The procedure for hip joint injections typically involves the administration of a relaxation medication via an IV line, followed by positioning the patient face down on an X-ray table. The specific area to be injected is then numbed with an anesthetic, which may cause a momentary sting. Using real-time X-ray images (fluoroscopy), the doctor carefully inserts a small needle into the joint. Before administering the medication, a contrast dye is injected to confirm that it will reach the joint. The medication itself is a combination of anesthetic and anti-inflammatory cortisone, which is slowly administered into the joint. The entire process generally takes around 30 to 60 minutes.
Following the injection, the patient rests for 20 to 30 minutes before moving the joint in order to provoke pain.
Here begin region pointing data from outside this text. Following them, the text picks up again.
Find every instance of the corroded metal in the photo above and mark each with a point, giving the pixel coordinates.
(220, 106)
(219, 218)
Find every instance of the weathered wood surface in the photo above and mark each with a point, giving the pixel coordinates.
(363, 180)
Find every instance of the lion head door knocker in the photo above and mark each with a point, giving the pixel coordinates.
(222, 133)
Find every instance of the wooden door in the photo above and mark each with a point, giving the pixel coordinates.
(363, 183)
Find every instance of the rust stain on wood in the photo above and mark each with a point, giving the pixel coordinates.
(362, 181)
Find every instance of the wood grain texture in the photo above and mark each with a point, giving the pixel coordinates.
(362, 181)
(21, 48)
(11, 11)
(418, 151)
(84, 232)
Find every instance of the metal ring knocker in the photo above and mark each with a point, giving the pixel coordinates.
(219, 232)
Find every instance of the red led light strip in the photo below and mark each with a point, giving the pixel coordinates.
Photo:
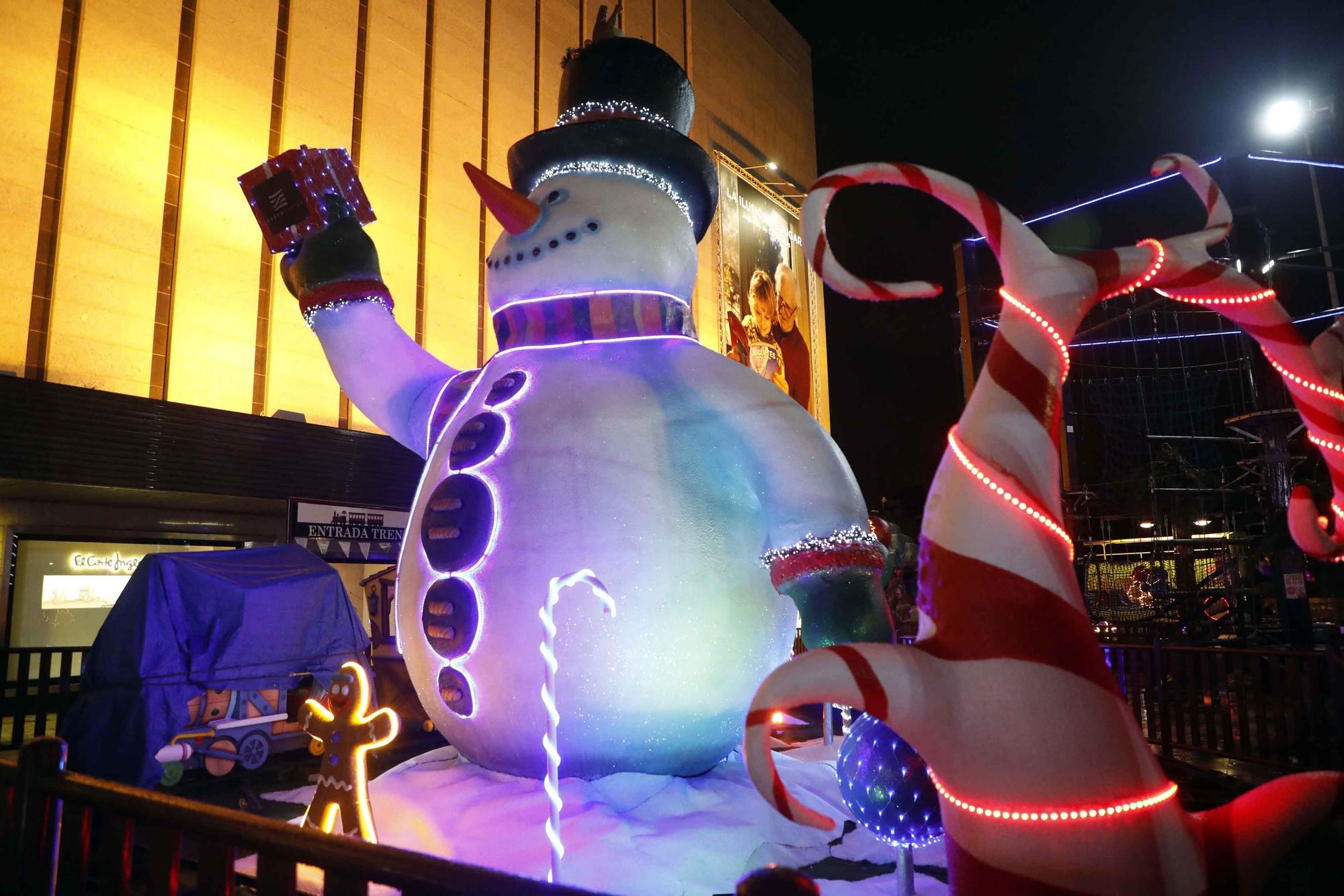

The degree of pain relief experienced depends on whether the injected joint is the main source of the pain. The patient is advised to track their pain relief over the course of the following week and may be recommended for physical therapy. Even if the pain relief is significant, the patient should gradually increase their activity level over one to two weeks to avoid a recurrence of pain.
The possible risks of hip injections include: swelling and pain in the joint after the injection, infection, depigmentation of skin, local thinning of the skin and rupture of a tendon.
If the injected hip joint is the source of the pain, the pain may reduce two to five days after the injection. However, if no improvement is found within ten days after the injection further diagnostic tests may be required to ascertain the cause of pain.